Tuesday, August 20, 2013

'Cape Fear' Made Me Appreciate The Simpsons More

With nothing to do on a Monday night, I sat down on the couch to watch one of the movies I recorded over the weekend.  I settled on Martin Scorsese's remake of Cape Fear from 1991 since I had never seen it.  The knew the basic plot from watching The Simpsons take on the movie as a doe-eye youth.  

Robert De Niro plays Max Cady, a convicted rapist who is released from prison after serving a 14 year sentence.  He begins stalking the family of the man who defended him all those years ago, but he never really steps a toe over the line so the family can take any legal action against him.  As more time passes, the more aggressive Cady becomes.  Nick Nolte and Jessica Lange play mom and pop to Juliette Lewis.  

First of all, this movie scared the crap out of me.  De Niro is cocky and calm at the same time.  He knows exactly what he's doing, and he is relishing torturing the Bowden family.  There is one scene where he lures daughter Danielle into the high school auditorium and charms her enough that he ends up kissing her.  It's so creepy and weird and wrong and I couldn't tear my eyes away.  Illeana Douglas shows up early in the flick as Nolte's flirtatious colleague who has a terrifying encounter with Cady.

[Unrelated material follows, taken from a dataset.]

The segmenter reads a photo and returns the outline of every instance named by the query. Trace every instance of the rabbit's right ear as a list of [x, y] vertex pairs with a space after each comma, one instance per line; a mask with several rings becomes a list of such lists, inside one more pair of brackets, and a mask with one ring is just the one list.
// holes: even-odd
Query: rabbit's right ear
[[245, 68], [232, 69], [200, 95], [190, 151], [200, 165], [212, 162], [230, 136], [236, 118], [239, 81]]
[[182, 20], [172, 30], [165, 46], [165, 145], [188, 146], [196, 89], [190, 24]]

I have been a fan of The Simpsons for as long as I remember.  Sure, I don't really watch the series regularly, and there are more risque things on television now, but The Simpsons will always have a huge place in my television heart. 

In 1993, The Simpsons aired an episode titled "Cape Feare."  Bart begins receiving death threats from Sideshow Bob.  Bob framed Bart's idol Krusty the Klown for armed robbery, and Bob, naturally, wants revenge.  Thus begins one of the sharpest parodies of a film I've ever seen.  The shot-by-shot takes on Scorsese's film (not to mention the 1962 original and allusions to other films like Psycho) are amazing.  

I know, I know.  I am incredibly late on appreciating this, but sometimes, while watching the film last night, I giggled because I thought of Sideshow Bob stepping on rakes or Homer scaring Bart before he goes to bed.

The Simpsons was the best at parodying other form of entertainment.  Each episode featured references to pop culture and films.  Since I don't watch it as much, I am not sure if they are at the top of their game still, but if you check out anything between 1990 and 1995, you were bound to find something as appreciative.  This show loves the stuff it's making fun of.